11/10/2008 1:00:01 AM

AUSTRALIA'S oldest family business owes its foundations and longevity to an unlikely friendship between a teenaged white settler and one of history's most feared Aboriginal warriors.

And the makers of the nation's most important piece of indigenous television are hoping that the 200-year-old relationship and others like it will finally inspire a new, collaborative approach to Australian history.

David Suttor, is the sixth generation of his family to till the rich alluvial soils of Brucedale, 10 kilometres outside Bathurst.

Family legend has it that his great-great-grandfather William was directed to the spot by the Wiradjuri warrior Windradyne in about 1822.

When Windradyne came to the door in the dead of night two years later, seeking revenge for the murder of family members who had trespassed on a potato patch, it was only the 18-year-old William's friendship and fluency in Wiradjuri that spared him and the Suttor line from a string of bloody murders that followed.

"The story goes that William spoke to Windradyne calmly and in his own language," Mr Suttor said this week, "and I would imagine he said something

like 'We've been friends and I haven't been doing the poisoning', and I would imagine that he would have been upset that it had happened."

Windradyne attacked elsewhere, martial law was declared in the west, and within three months what the Sydney Gazette called "an extermination war" had claimed up to 50 black lives and probably as many white ones - men, women and children alike.

When Windradyne finally surrendered, the Gazette described him as "without doubt, the most manly black native that we have ever beheld". His grave is on a windswept hill at Brucedale, protected by a fence and a heritage listing and accessible to the Wiradjuri, who visit about once a month.

Bill Allen, a descendant of Windradyne, has taken his children, grandchildren and groups to the sacred site and said other Wiradjuri such as the NSW Community Services Minister, Linda Burney, and the TV presenter Stan Grant had drawn inspiration from it.

The story of the six-generation relationship between David's and Bill's families features in the first episode of First Australians , a program six years in the making that will screen over seven weeks on SBS from tomorrow night.

The series tells the story of indigenous Australia through the eyes of key characters such as Bennelong and Eddie Koiki Mabo, from the appearance of the First Fleet in 1788 to the disappearance of the terra nullius legal fiction in 1992.

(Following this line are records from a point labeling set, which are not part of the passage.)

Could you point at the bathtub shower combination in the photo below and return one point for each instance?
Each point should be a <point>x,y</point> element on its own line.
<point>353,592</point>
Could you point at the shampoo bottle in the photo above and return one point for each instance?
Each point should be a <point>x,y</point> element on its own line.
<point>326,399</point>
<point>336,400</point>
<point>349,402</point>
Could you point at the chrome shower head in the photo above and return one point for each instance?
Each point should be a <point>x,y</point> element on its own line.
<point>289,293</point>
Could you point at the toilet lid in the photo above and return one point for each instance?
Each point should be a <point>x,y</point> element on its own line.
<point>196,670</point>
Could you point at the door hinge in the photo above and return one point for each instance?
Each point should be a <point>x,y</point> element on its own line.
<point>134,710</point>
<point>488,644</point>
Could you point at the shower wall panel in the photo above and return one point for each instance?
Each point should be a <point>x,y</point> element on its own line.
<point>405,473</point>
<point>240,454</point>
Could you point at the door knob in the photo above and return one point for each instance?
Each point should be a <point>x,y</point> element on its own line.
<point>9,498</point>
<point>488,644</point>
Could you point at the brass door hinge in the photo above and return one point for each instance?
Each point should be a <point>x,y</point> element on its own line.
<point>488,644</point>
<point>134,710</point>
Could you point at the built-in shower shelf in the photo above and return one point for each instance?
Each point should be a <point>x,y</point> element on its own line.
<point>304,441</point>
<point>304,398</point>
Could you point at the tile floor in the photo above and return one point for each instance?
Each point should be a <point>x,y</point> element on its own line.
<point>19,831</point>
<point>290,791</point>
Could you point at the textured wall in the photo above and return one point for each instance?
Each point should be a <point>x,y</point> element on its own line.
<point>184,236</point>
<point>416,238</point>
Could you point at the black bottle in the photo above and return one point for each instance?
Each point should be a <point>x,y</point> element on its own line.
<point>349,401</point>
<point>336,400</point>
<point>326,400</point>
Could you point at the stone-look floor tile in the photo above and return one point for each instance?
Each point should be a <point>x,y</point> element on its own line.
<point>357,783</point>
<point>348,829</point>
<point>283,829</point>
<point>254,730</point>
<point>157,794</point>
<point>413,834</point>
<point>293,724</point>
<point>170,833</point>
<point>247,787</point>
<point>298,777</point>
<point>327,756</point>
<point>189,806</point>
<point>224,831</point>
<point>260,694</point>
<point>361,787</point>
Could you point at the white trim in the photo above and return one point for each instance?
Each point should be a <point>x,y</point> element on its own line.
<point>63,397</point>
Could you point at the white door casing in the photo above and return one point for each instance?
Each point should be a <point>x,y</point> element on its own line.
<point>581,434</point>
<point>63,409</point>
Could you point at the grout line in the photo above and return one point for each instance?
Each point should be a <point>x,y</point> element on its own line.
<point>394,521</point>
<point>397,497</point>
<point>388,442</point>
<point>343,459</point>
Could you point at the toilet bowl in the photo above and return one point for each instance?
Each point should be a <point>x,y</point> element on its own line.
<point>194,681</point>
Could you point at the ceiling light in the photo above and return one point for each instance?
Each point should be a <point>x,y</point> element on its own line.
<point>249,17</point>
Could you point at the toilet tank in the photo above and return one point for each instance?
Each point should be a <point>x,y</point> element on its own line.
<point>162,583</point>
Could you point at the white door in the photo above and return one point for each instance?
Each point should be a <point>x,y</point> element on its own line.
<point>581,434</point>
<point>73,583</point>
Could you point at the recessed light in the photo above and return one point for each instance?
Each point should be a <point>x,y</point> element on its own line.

It aimed to inject some indigenous perspectives into mainstream Australia's sense of itself, and may spark a fresh round of historians debating the value of "black armband and white blindfold" views of frontier history, said its producer, Darren Dale..

But its stories are not about "good guys and bad guys", and should be seen as part of our shared story, he said.

One of Australia's leading indigenous historians, Marcia Langton, was a senior consultant on the production and said the research for the series was "phenomenal".

"Now the nation has actual narrative histories that are rigorous and reliable and tell the history based on the records.

"For too long the nation-building narrative has rested

on the proposition that Aborigines suffered … Of course it's true but it's much more complicated than that.

"We need a national history that's accessible to everybody, that is indeed a story but also tells all of the complications [and] isn't simplified for ideological purposes."

She said it was the most important TV history documentary - better than acclaimed accounts of America's civil war and civil rights eras. "In my view, this series exceeds those two both in the virtuosity of the television making, the excellence of the documentary skills brought to it, … the rigour and the range of historical sources and the length of the historical period covered."